Straighten up, she told herself sternly. This isn’t about you.

“So,” Joslyn went on, “once the baby actually gets here, Slade will call me with the news and I’ll pass it on to you.”

“I’ll be waiting to hear,” Tara said softly. She’d go shopping again, as soon as she knew whether the new arrival was a boy or a girl, and buy tons of baby presents.

Joslyn sighed. “The other thing,” she began, before her voice fell away.

Between her husband Slade’s tenure as former sheriff and the fact that Opal Dennison kept house for them, Joslyn usually knew about everything that went on in Parable County.

“Casey said a teenage boy fell from the water tower?” Tara prompted, after gulping hard and stopping before she reached the twins. “She didn’t know who he was, though.”

“Dawson McCullough,” Joslyn replied sadly. “It’s touch and go, from what I’ve heard. Opal is already talking about raising money to help out with the costs—Patsy, Dawson’s mom, is a single mother, barely making ends meet.”

“No father in the picture?” Tara asked.

The twins, probably reading her expression, had stopped doing their chores to stand staring at her, their faces worried and earnest and so incredibly young.

“He’s doing time, out of state,” Joslyn said without judgment. Her own stepfather, Elliott Rossiter, had died in prison, and she knew how hard incarceration was on families.

“Let me know if I can do anything, anything at all,” Tara said, feeling ineffectual.
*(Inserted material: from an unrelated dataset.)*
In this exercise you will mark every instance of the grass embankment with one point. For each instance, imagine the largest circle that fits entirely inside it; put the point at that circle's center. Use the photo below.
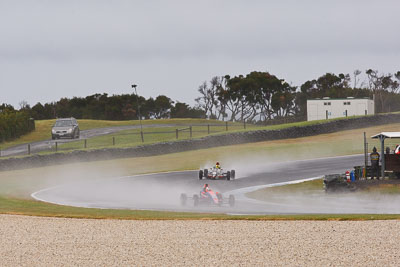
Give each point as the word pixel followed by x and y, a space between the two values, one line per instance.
pixel 16 186
pixel 129 138
pixel 43 127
Sure, she could write a check, say a few prayers, gather vegetables from her garden to take to the McCulloughs, but that didn’t seem like much in the face of such a tragedy.

“Of course,” Joslyn told her gently. “I’d better get off the phone—Shea and Opal just pulled in, and Boone’s boys are with them—probably means Boone’s going to be working all night, poor guy.”

Tara felt another twinge, this time of guilt, rather than envy. Boone might be obnoxious, but he was her neighbor. Just the night before, he’d brought his children to her for safekeeping, after old Zeb Winchell was found dead. Rather than ask for her help again, he must have turned to Opal this time.

For some reason that hurt.

“Talk to you soon,” she told Joslyn, ending the call and tucking the cell into the pocket of her jeans.

“You said you’d tell us what happened,” Erin reminded her, standing a little closer to Elle. “In town, I mean.”

Tara nodded. Then, as best she could, she explained about the water tower, and how teenagers and even younger kids were forever climbing the thing, and now a boy had fallen. His name was Dawson, she told them, and she didn’t know how badly he was hurt.

“Badly enough to need a jet to get him to a hospital,” Elle said. As doctor’s daughters, both girls knew how serious the situation was.

Erin nodded, her hands gripping the handles of the brimming wheelbarrow, then frowned. “Isn’t there a hospital in Parable?” she asked. “I thought we passed one today, on our way out of town.”

“There’s a hospital,” Tara confirmed, remembering that Kendra and Hutch’s baby was being born there, right then. “But it’s not equipped for the kind of care Dawson will need.”

“Oh,” said Elle.

After that, all three of them went back to work, thinking their own thoughts.